Williams, 30, did not help a Seattle run defense that ranked 30th, but Macdonald will plug him into his defense. This could be a good sign for the 10th-year player, as Macdonald just coaxed a dominant season from Ravens DT Justin Madubuike. Williams has an extensive track record as a quality run defender, though his best work on that front came back in his Jets days.

Fant joined Williams in hitting the market. Early deals for Dalton Schultz and Hunter Henry helped the 2019 first-round pick, but his Seahawks usage did not create an extensive bidding war. Fant drew 93- and 90-target seasons during his final two Broncos years; after seeing 63 looks in his Seahawks debut, the Iowa product commanded a paltry 43 last season. After 670- and 673-yard showings in offenses with sub-average QB play in Denver, Fant has stalled out in Seattle. This contract, however, would appear to show the team agrees a production uptick should be expected.

The former No. 20 overall pick is the only player in Seahawks history to see his fifth-year option exercised, which is interesting due to his status as a Broncos draft choice. While Fant is unlikely to flirt with numbers ex-Iowa teammate T.J. Hockenson has put up as a pro, Grubb unlocking him could prove a gateway to a higher tier for Seattle’s offense.

Free agency additions:

AFC East fans will recognize several players in this year’s Seahawks starting lineup. Most of the main additions come from that division.

Last year’s Seahawks O-line underwhelmed in terms of performance and health, and the team’s 2024 offering is not off to a great start. Abraham Lucas is again set for an injury-driven absence. Offseason knee surgery, after the right tackle starter missed 11 games last season, led to a reserve/PUP list designation. The Seahawks will become the latest team to call on George Fant, who has begun to make a career of RT fill-in duty.
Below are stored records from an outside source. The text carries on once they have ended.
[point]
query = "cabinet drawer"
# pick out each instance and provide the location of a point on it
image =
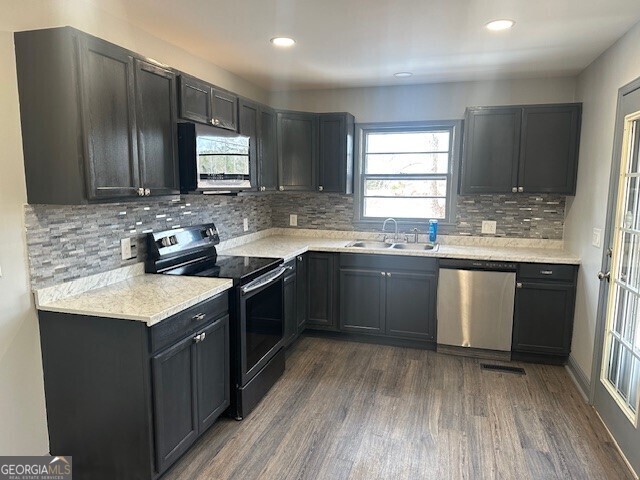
(388, 262)
(547, 271)
(173, 328)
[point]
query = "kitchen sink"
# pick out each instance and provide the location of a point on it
(369, 244)
(413, 246)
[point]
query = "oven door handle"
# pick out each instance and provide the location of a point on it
(263, 281)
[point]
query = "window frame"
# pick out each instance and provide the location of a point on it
(455, 146)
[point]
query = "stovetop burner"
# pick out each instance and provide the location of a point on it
(240, 269)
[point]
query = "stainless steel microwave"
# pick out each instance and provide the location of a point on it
(213, 160)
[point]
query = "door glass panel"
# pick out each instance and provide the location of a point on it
(621, 368)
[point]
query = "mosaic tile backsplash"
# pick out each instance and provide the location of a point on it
(521, 216)
(70, 242)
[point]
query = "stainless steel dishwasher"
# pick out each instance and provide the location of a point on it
(475, 304)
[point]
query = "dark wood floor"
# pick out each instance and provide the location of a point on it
(353, 410)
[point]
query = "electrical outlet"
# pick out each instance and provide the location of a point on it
(596, 237)
(489, 226)
(125, 248)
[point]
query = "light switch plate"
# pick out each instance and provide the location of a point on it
(488, 226)
(596, 237)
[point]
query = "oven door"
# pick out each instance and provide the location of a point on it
(261, 322)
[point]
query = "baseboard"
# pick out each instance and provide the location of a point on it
(579, 378)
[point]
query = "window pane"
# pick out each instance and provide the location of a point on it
(386, 142)
(405, 188)
(395, 163)
(405, 207)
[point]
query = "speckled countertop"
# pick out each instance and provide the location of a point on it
(143, 297)
(288, 246)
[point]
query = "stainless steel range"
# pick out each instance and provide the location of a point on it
(257, 320)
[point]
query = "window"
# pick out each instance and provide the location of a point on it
(407, 171)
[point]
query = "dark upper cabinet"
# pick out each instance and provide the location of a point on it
(224, 109)
(521, 149)
(93, 133)
(549, 149)
(268, 147)
(157, 134)
(301, 293)
(411, 305)
(195, 99)
(212, 367)
(174, 401)
(297, 150)
(544, 309)
(491, 147)
(322, 290)
(249, 125)
(362, 301)
(204, 103)
(335, 163)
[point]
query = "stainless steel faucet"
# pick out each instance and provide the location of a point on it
(384, 227)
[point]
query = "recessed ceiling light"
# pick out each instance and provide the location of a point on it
(497, 25)
(283, 41)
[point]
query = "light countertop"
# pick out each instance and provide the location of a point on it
(148, 298)
(288, 246)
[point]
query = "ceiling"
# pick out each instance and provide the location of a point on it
(348, 43)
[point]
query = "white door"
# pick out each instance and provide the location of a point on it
(616, 392)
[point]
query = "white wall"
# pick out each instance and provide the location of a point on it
(597, 88)
(22, 414)
(440, 101)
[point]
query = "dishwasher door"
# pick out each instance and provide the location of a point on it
(475, 308)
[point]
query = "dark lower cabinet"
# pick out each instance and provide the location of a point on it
(389, 296)
(544, 311)
(322, 292)
(362, 301)
(128, 400)
(174, 401)
(212, 367)
(290, 308)
(301, 291)
(411, 305)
Fant, 32, never worked as a full-time Seahawks starter during his first stint. He still parlayed that tenure into a three-year, $27.3MM Jets deal. After being a three-year Jets starter, Fant subbed for the Texans by playing 874 RT snaps last year. Lucas’ injury history has become a concern, and the Seahawks did well to bring back their one-time basketball convert for key spot duty.

Seattle landed Williams at a discount, finishing a lengthy recruiting process after the seventh-year vet made a Ravens visit. If he plays to his Dolphins form, the team will need to prepare a big raise in order to keep the former second-rounder beyond 2024.